Translation:Το κορίτσι φοράει μία ζακέτα.
20 Comments
In Greek, when 1) the noun can't be more than one or when 2) we don't care about the fact that the noun is one thing or when 3) we just want to generalise, we can leave the indefinite article out. So,
1) είμαι άνθρωπος=I am a human, does not need the indefinite article because it is impossible to be more than one person.
2) Φοράω μια ζακέτα specifies that I wear one sweater whereas φοράω ζακέτα does not give any importance to the fact that it is one/a sweater, it just tries to convey that I have a jacket on me. It is a matter of emphasis.
3) Τρώω μια ντομάτα means "I a eating a tomato", τρώω ντομάτα means "I am eating (an unspecified amount of) tomato(es).
1424
However, nine months after your reply, the response without μία was red-screened today, with the μία underlined in the only accepted correct answer....
For example, in the lesson, "Translate from English to Greek: I wear a coat." An acceptable answer is, "Φοράω παλτό." No ένα required. Fyi, I'm almost always doing my exercises on the Android app. Thanks. I just want to help future learners. This bit really discouraged me and slowed down my learning. Now that I'm into POS, I've picked up the pace again.
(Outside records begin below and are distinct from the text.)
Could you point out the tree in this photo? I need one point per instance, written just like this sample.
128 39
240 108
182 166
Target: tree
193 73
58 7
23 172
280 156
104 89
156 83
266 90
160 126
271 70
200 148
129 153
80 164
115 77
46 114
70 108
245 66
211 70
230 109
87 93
Here's why the indefinite article cannot be omitted.
A person can be wearing multiple sweaters. The English phrase to translate is "The girl is wearing 'a' sweater" as in, 1 singular sweater.
This means she is not wearing 2 sweaters, and thus this word cannot be omitted. When you omit the indefinite article you are omitting information from the translation.
Think of the English to translate as "the girl is wearing 1 sweater"
I see what you're saying, but it does not say "one" in the English version. Also, then why not require it in the other exercise I noted above (I wear a coat)? Or in the exercise, "Translate from English to Greek: He wears a shirt." Αυτός φοράει πουκάμισο is correct WITHOUT the indefinite article. Why the inconsistencies? Again, I'm just trying to clarify. Thank you, sincerely, for your assistance. :)
122
As I understand it from my native Greek husband, a ζακέτα is a cardigan. The more generic sweater is a πουλόβερ.
It's interesting to me and perhaps to others that ancient Greek had no indefinite article ("a") even though in the koine the indefinite pronoun τις "someone," and the numeral εις, "one," often functioned as an indefinite article; modern Gk inherited the latter use of the numeral for the indefinite article, as μία = koine Gk "one" (fem). Modern Gk indef. article: ένα and ένας (masc), μία (f), ένα (n); koine Gk: εἷς, μία, ἕν. For instance, in the NT we find εἷς γραμματεύς, "a scribe." I think in modern Gk that would be ένα γραφέας or ένας γραφέας. Ancient Gk papyri use the numeral for the indefinite article, too, e.g., εν μια βιβλιω, "in a book." My point is just that the use of the numeral for the indef. article in Gk is ancient and found in the Septuagint, the NT, and koine papyri, but in earlier Gk of Plato and so on they did the indef. article differently.